Nichts dagegen, aber was ist mit dem Teil der Gesellschaft, der wirtschaftlich benachteiligt ist, dem Selbstbewusstsein und Selbstbestimmung genommen wurden und der tüchtig und fleißig sein will und dennoch auf keinen grünen Zweig kommt? Das ist gerade der Teil der Gesellschaft, der die Solidarität am meisten brauchte. Die armutsgefährdeten und wirklich Armen hat Steinbrück in seiner Rede offenbar vergessen. Sie kommen in seiner Vorstellung von sozialer Gerechtigkeit nicht (mehr) vor. Sind es aber doch gerade sie, die die „Triebkräfte“ am weitesten an den Rand gedrängt haben, noch mehr, die von der Gesellschaft schon abgespaltet sind.
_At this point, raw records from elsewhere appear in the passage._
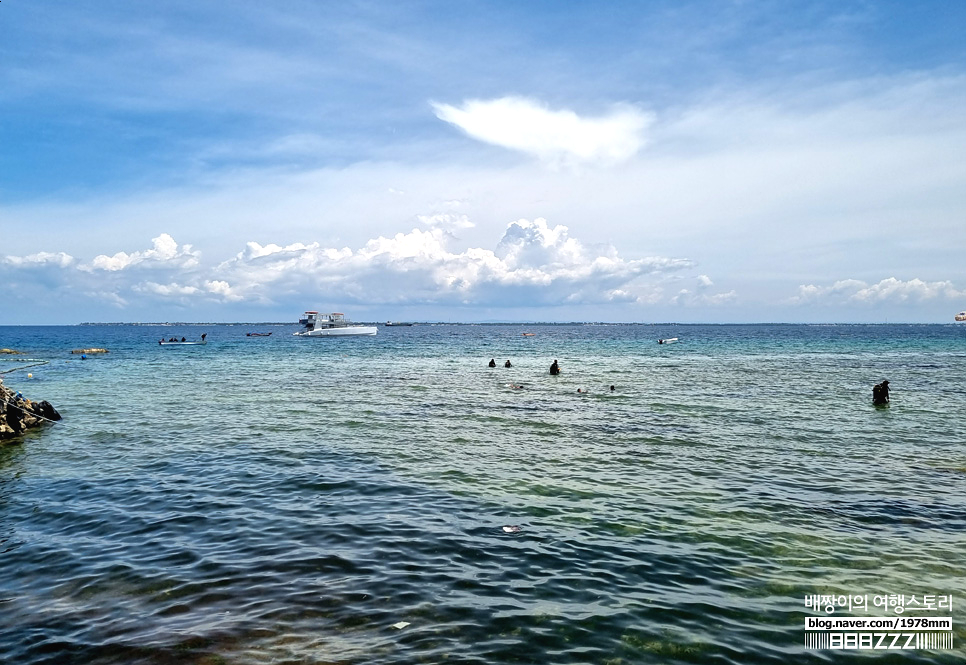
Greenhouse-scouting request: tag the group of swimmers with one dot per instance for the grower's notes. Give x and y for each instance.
(554, 371)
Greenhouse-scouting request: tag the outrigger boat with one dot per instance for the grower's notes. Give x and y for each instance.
(331, 325)
(184, 342)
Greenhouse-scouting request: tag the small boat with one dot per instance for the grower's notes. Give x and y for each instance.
(331, 325)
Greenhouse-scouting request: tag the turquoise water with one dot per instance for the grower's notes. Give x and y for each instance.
(286, 500)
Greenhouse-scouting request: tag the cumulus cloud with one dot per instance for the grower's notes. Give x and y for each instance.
(534, 263)
(557, 137)
(888, 290)
(165, 252)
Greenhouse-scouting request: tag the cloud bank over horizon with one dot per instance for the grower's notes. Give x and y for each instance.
(808, 164)
(532, 263)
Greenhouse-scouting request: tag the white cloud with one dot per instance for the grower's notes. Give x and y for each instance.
(532, 260)
(558, 137)
(40, 259)
(533, 263)
(165, 253)
(165, 290)
(890, 290)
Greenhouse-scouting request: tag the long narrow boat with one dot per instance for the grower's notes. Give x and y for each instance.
(202, 342)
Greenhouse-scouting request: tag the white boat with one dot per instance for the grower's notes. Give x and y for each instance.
(331, 325)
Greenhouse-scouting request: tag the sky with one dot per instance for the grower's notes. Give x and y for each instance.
(685, 161)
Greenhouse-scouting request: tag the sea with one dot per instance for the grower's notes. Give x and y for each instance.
(394, 500)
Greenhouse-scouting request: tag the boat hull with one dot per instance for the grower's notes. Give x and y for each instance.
(347, 331)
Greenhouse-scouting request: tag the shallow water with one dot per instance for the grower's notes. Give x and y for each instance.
(285, 500)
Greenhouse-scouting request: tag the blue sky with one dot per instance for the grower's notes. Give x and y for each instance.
(658, 161)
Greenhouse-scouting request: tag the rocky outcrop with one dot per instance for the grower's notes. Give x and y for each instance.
(17, 414)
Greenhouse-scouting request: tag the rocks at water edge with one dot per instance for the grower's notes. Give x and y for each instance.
(18, 414)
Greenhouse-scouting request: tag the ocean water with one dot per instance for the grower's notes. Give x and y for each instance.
(286, 500)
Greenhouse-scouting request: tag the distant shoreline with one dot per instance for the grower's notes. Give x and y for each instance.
(495, 323)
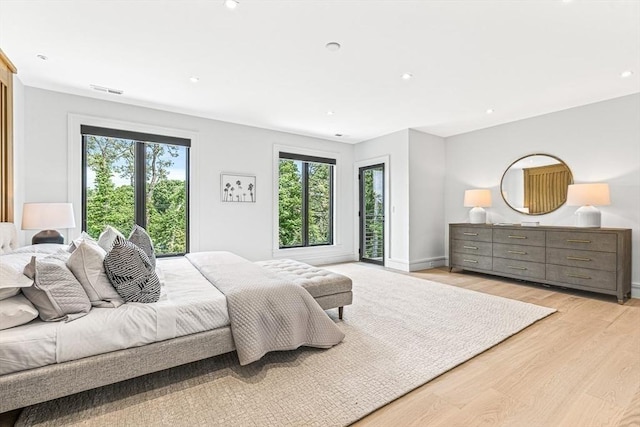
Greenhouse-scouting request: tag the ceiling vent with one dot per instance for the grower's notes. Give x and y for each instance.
(107, 90)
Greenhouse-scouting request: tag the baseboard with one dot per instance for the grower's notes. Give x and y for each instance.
(427, 263)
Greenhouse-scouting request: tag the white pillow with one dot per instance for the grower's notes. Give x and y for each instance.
(16, 311)
(87, 264)
(107, 237)
(11, 276)
(42, 248)
(56, 292)
(83, 236)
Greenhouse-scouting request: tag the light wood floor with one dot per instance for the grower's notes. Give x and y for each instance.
(578, 367)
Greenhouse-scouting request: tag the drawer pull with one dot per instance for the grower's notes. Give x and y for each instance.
(579, 276)
(578, 241)
(577, 258)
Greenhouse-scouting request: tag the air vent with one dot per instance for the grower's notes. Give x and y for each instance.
(107, 89)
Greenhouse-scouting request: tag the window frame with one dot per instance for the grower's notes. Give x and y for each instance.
(306, 159)
(139, 139)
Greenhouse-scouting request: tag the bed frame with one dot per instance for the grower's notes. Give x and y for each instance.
(24, 388)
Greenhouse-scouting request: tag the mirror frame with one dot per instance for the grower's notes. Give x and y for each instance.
(524, 157)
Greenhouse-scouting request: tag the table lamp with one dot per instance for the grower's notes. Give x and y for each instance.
(47, 217)
(477, 200)
(588, 196)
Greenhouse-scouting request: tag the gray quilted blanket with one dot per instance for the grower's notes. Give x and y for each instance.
(267, 313)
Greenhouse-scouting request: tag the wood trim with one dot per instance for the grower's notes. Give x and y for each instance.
(7, 69)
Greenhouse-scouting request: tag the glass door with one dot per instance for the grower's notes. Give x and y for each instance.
(371, 214)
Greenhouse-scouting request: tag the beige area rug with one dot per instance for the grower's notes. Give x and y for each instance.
(401, 332)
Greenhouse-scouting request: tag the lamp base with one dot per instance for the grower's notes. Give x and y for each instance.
(477, 215)
(588, 216)
(47, 236)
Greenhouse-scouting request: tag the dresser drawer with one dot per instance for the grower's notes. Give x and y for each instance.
(603, 242)
(584, 259)
(519, 237)
(530, 270)
(471, 233)
(471, 247)
(472, 261)
(519, 252)
(586, 277)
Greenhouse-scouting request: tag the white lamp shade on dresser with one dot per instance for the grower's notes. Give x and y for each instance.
(47, 217)
(477, 199)
(588, 196)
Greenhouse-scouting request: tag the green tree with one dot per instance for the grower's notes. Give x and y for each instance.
(290, 203)
(109, 204)
(167, 219)
(373, 216)
(106, 204)
(319, 203)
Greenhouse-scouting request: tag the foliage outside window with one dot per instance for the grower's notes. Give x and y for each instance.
(305, 200)
(132, 178)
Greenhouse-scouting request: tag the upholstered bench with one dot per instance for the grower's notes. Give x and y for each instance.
(329, 289)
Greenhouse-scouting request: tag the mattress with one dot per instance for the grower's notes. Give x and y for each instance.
(189, 304)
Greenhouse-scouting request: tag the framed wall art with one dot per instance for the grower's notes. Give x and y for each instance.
(236, 188)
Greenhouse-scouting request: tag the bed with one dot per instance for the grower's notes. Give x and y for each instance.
(40, 361)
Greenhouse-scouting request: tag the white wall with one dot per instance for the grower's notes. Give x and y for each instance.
(19, 181)
(426, 200)
(599, 142)
(416, 181)
(221, 147)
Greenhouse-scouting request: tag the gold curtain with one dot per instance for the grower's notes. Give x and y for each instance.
(545, 187)
(7, 70)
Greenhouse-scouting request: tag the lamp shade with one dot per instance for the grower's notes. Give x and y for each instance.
(593, 194)
(477, 198)
(47, 216)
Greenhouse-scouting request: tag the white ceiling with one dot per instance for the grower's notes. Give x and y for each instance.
(265, 64)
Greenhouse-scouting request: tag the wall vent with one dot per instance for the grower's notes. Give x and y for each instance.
(106, 90)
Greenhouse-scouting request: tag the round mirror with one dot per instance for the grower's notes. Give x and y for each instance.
(536, 184)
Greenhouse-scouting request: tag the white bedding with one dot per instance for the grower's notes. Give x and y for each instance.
(191, 305)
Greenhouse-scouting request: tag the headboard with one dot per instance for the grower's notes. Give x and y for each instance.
(8, 237)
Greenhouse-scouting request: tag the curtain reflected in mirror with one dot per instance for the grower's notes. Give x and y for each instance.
(536, 184)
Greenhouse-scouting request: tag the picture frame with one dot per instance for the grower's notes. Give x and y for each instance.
(237, 188)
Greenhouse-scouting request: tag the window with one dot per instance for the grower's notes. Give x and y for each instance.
(305, 200)
(136, 178)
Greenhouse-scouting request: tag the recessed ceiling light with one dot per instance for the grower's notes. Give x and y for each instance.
(107, 89)
(231, 4)
(333, 46)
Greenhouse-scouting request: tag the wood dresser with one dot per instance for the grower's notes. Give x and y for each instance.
(590, 259)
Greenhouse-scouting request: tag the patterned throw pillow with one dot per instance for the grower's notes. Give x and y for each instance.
(131, 273)
(141, 239)
(87, 264)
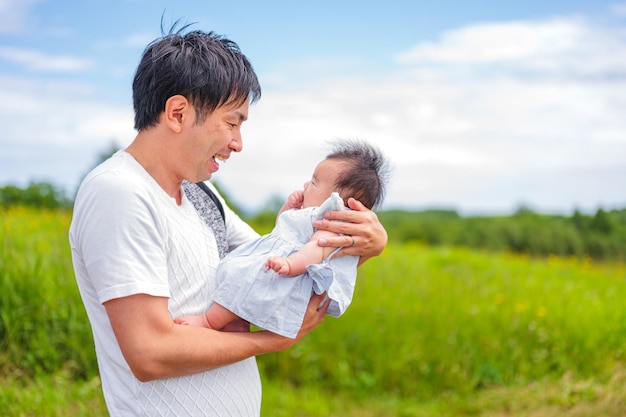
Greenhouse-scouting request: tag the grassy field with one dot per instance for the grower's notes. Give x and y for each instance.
(431, 332)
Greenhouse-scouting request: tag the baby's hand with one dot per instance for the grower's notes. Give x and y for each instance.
(278, 264)
(192, 320)
(295, 199)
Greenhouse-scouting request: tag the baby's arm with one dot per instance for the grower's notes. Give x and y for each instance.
(309, 253)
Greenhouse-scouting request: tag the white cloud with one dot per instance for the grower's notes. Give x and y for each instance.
(14, 14)
(485, 118)
(476, 133)
(37, 61)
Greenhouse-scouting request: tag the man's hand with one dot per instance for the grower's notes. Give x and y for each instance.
(360, 224)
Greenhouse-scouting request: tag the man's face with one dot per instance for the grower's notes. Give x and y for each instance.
(212, 141)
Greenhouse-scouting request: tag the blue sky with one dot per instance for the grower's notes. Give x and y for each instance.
(481, 106)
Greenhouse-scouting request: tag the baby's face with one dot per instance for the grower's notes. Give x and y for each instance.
(323, 182)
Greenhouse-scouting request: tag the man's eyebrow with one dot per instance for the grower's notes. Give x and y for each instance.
(242, 117)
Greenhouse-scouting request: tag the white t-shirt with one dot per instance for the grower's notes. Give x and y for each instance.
(129, 237)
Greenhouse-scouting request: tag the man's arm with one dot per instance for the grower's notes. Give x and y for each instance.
(155, 347)
(360, 223)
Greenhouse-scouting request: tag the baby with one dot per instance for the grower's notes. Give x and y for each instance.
(269, 281)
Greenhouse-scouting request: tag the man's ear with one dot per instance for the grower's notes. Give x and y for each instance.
(177, 111)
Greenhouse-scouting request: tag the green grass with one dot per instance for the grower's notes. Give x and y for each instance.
(431, 332)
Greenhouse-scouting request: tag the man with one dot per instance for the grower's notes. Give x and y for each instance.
(142, 254)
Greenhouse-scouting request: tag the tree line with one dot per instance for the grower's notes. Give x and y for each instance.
(601, 235)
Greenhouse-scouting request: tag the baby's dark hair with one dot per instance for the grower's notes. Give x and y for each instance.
(365, 173)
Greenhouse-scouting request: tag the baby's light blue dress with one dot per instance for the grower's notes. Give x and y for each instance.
(278, 303)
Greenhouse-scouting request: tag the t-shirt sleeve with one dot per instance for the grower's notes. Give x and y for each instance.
(120, 238)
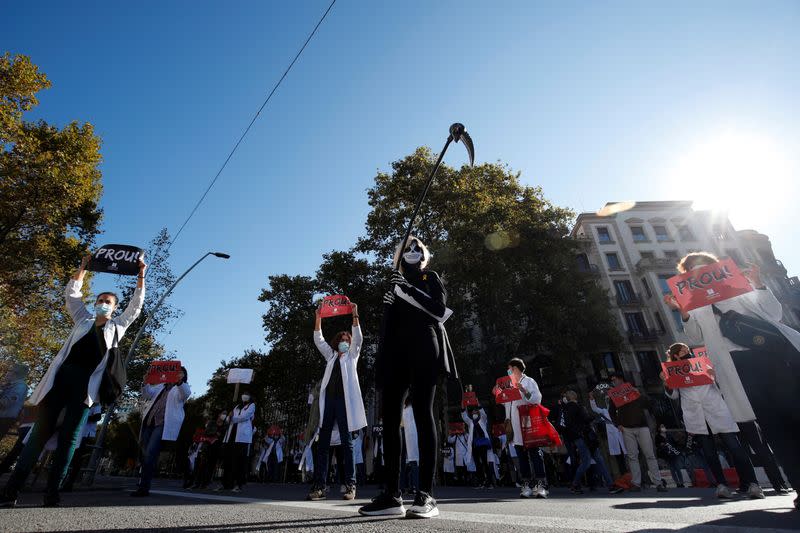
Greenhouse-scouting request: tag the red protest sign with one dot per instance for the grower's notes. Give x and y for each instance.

Steinbrück positioniert die SPD auf eine Partei, die sich um die (untere bis obere) Mittelschicht kümmern will, die Unterschicht wird schlicht ausgeblendet oder abgeschrieben.

Wenn die SPD eine Chance haben will, ihre derzeitigen Umfragewerte zu verbessern, dann muss sie aber gerade auch diejenigen erreichen, die ausgegrenzt sind und den noch viel größeren Kreis derjenigen, die sich von Ausgrenzung bedroht fühlen und die deshalb nicht mehr zur Wahl gehen.